A Real Hero

2022-01-03 18:07:48 Written by Alex

Late on the night of January 23, 2012, a 24-year-old Kenyan uber-hero named Anthony Omari awoke to find three gigantic dudes with machetes standing over his bed. Omari is the custodian of Faraja Children's Home in Ngong, Kenya a sanctuary of healing and love that over the past several years has grown from a tin-roofed one-room shack in the slums of Nairobi into a decent-sized facility that has taken in 37 boys and girls who have been abandoned or orphaned from the street. Omari's mother, known to her charges only as "Momma", runs the Home, and, ever the diligent son, Anthony lives at the facility and helps his mom make sure that the children are provided for with a warm bed, a hot meal, a primary school education, and medical attention when they need it. The last time Anthony Omari had encountered this gang of home-invading douchebags, he'd had the advantage of surprise. Anthony Omari wasn't impressed by this cowardly display of dickhead behavior. As soon Omari pulled out the vicious instrument of blunt-force douchebag annihilation that had wrecked their shit so hard the night before, the dude who had been on the receiving end of Omari's 90 mph fastball of blunt force trauma immediately had post-traumatic stress disorder flashbacks and, in a knee-jerk reaction, threw his machete right at Omari's head. Omari ducked, the machete clattering against the wall, then rolled out of bed, weapon at the ready, determined to take down three assholes with machetes at the same time and protect those fucking orphans at all costs. Omari charged in, swinging hard, beating back three giant thugs with machetes.

The thugs didn't know what the hell hit them. Omari charged in,

Screaming like a madman, not only to make himself more intimidating but to warn the children what was going on, Omari rushed ahead, furiously clubbing at his enemies. Intense battle, Omari somehow managed to force the intruders out of his room, down the hall, and finally sending them retreating out the front door of the Home, chasing them out into the yard. With all three men out in the front yard, Omari continued to menace them with his weapon. Stumbling, his strength failing him, Omari ran to the front door of the home, closed it, and locked it. 

 

Only after the orphans were safe did he allow himself to pass out.

 

It took 11 stitches, and it's going to leave the kind of badass scar that action movie characters can only dream about (the closest thing that comes, to mind, is Kurt Russell in Soldier) but after only two days in the hospital Omari was back at the Faraja Children's Home, taking care of his beloved orphans once again.

In the end, Anthony Omari saved the orphans not only with his hammer, but with his incredible story of personal bravery in the face of 21-year-ostensible danger.
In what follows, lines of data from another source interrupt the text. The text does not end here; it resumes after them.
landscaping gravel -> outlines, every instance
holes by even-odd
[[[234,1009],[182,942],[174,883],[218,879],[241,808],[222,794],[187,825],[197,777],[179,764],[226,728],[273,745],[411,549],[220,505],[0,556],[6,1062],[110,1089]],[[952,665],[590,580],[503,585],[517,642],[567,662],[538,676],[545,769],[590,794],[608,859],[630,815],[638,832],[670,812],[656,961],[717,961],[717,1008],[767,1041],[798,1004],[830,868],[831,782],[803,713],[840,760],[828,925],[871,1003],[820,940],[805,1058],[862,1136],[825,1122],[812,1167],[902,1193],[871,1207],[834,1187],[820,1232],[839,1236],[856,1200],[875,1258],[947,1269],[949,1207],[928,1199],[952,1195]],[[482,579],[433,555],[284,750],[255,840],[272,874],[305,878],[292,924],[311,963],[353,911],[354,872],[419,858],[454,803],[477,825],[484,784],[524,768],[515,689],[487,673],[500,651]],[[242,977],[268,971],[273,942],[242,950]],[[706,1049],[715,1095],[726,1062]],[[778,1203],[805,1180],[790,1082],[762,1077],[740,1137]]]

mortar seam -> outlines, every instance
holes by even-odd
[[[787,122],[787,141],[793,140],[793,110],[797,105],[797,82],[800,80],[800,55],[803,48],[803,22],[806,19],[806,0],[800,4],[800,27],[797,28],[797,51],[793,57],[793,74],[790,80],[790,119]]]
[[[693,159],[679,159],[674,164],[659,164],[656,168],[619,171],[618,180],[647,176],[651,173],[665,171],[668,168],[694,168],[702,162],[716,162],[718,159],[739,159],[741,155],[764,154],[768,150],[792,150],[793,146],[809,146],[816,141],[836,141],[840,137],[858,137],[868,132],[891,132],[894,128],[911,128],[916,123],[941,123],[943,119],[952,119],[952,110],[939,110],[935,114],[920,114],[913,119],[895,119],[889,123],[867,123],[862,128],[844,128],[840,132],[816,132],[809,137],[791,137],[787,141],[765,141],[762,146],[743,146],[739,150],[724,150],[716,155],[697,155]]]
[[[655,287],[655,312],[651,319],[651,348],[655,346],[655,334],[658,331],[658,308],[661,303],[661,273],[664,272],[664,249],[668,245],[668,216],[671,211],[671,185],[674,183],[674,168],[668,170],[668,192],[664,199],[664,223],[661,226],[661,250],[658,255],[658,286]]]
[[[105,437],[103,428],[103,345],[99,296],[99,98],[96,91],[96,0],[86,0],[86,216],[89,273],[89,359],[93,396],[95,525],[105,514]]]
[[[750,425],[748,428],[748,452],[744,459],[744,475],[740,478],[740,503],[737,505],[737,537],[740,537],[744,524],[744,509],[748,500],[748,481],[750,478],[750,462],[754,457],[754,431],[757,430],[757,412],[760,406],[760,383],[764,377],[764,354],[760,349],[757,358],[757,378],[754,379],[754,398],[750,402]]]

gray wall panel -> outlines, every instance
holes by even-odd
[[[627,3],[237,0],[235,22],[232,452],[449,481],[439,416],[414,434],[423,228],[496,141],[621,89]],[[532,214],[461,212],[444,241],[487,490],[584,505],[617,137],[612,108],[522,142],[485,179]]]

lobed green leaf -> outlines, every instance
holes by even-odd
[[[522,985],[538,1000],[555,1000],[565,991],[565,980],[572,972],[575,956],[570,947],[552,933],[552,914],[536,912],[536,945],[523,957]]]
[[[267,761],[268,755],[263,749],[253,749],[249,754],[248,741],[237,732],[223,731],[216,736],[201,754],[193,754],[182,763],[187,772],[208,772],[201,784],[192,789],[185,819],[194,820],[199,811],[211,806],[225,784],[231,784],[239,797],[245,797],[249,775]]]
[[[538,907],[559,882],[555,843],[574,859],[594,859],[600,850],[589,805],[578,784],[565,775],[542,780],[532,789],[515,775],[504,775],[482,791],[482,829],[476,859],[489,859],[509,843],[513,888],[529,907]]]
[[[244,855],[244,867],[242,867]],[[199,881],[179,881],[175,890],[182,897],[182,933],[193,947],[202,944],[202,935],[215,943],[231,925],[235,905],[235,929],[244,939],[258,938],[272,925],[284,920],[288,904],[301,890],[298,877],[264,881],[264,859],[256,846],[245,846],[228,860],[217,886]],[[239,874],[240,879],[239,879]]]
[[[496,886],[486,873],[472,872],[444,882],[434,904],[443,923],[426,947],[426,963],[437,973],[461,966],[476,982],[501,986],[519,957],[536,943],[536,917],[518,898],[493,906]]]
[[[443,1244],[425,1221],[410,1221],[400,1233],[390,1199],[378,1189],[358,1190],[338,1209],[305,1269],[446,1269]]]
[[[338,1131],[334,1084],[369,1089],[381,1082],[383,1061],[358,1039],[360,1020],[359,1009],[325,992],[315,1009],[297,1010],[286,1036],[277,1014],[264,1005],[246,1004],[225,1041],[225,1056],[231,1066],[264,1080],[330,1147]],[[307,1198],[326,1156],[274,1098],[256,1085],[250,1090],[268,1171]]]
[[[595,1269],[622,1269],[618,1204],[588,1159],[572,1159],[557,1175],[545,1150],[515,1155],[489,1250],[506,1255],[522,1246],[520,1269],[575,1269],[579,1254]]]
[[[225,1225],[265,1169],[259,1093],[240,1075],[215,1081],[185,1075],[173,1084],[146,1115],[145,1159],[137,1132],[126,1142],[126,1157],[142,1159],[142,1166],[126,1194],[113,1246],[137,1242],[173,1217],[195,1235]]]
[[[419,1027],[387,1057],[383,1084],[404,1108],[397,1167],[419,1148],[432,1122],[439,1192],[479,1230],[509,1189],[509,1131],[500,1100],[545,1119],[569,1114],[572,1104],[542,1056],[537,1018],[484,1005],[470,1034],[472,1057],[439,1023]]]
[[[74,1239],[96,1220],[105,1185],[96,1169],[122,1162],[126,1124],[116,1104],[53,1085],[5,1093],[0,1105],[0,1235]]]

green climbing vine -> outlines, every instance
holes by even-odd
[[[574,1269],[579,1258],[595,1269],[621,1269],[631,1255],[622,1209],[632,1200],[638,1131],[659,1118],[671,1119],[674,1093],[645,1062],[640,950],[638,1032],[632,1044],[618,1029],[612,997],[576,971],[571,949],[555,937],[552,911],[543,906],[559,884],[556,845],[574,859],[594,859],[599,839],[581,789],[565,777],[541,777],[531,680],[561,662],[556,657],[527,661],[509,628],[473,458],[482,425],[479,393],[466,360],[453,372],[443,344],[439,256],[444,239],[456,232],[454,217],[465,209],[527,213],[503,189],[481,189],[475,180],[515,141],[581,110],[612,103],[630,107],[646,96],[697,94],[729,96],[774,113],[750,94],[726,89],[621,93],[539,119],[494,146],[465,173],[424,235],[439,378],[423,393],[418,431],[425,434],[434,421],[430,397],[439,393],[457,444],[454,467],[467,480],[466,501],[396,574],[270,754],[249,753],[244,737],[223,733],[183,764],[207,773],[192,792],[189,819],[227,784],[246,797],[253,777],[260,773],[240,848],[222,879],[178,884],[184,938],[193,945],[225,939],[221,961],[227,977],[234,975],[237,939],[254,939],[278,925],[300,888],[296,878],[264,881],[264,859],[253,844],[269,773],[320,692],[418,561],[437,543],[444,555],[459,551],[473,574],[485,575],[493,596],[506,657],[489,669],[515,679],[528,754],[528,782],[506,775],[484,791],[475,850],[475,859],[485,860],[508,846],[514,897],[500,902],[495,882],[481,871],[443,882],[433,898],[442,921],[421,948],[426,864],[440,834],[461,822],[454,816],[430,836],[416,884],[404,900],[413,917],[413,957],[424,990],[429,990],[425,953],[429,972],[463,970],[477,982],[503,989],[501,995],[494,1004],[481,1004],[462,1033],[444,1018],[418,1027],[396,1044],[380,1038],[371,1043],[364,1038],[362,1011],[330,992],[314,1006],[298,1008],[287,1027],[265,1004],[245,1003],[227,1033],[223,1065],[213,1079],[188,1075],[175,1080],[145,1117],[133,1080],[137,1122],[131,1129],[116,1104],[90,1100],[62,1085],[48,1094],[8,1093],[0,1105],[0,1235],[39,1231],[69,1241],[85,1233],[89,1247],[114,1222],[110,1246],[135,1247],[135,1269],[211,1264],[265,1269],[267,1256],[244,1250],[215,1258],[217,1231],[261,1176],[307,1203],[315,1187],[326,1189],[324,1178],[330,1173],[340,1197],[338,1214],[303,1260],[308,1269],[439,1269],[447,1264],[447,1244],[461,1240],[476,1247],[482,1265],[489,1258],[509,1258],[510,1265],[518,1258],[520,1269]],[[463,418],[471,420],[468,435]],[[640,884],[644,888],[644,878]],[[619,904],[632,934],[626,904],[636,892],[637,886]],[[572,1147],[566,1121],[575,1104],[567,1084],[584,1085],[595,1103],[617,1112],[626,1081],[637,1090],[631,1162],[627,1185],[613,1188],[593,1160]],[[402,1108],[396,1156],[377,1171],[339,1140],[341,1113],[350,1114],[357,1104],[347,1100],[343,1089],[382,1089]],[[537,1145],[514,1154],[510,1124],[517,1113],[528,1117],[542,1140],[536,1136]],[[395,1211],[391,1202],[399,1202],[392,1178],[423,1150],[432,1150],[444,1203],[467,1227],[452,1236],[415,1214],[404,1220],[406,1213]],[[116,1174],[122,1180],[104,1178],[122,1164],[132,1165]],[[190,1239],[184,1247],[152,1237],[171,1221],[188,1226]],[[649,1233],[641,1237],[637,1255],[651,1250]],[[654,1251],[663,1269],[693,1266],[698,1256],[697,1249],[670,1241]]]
When word of his battle reached Ben Hardwick, a 21 year-old Penn State student working as an intern at a facility nearby, Ben came to talk to him. Impressed by the story, and further concerned for the safety of both Omari and the children.

 

This story has a fairy tale ending that brings smiles of amazement and tears of gratitude to Omari, his mother -- who runs the orphanage -- and 21- Ben Hardwick.

 

After Hardwick posted a picture of Omari and his zipper-like scar two days after the Jan. 23 attack, users of the website Reddit donated more than $80,000 to help upgrade the orphanage's defenses. More than 3,600, people donated from all 50 U.S. states and 46 countries -- Slovenia, Brunei and Estonia included. One donation came in from the two-nighthitney.

 

Less than and more after the attack, new locks were bought, two night guards were hired, andmore than a dozen construction workers were building a new fortified 8-foot fence around the orphanage, which houses 37 kids in two small houses. Since Christmas, the half-miles suffered four attacks by thieves likely from a tin-shack slum a half mile away.

 

The donations have made a cash-strapped orphanage mother eternally grateful. Because of a lack of funds, she has had to move her children's home, five times since 2006. In her current location, in the most crowded bedroom eight boys sleep on foam mattresses laid out across the floor.

 Wow. We didn't expect this. This is amazing," said Martha Bosire, the 47-year-old who runs the orphanage and answers to "Momma."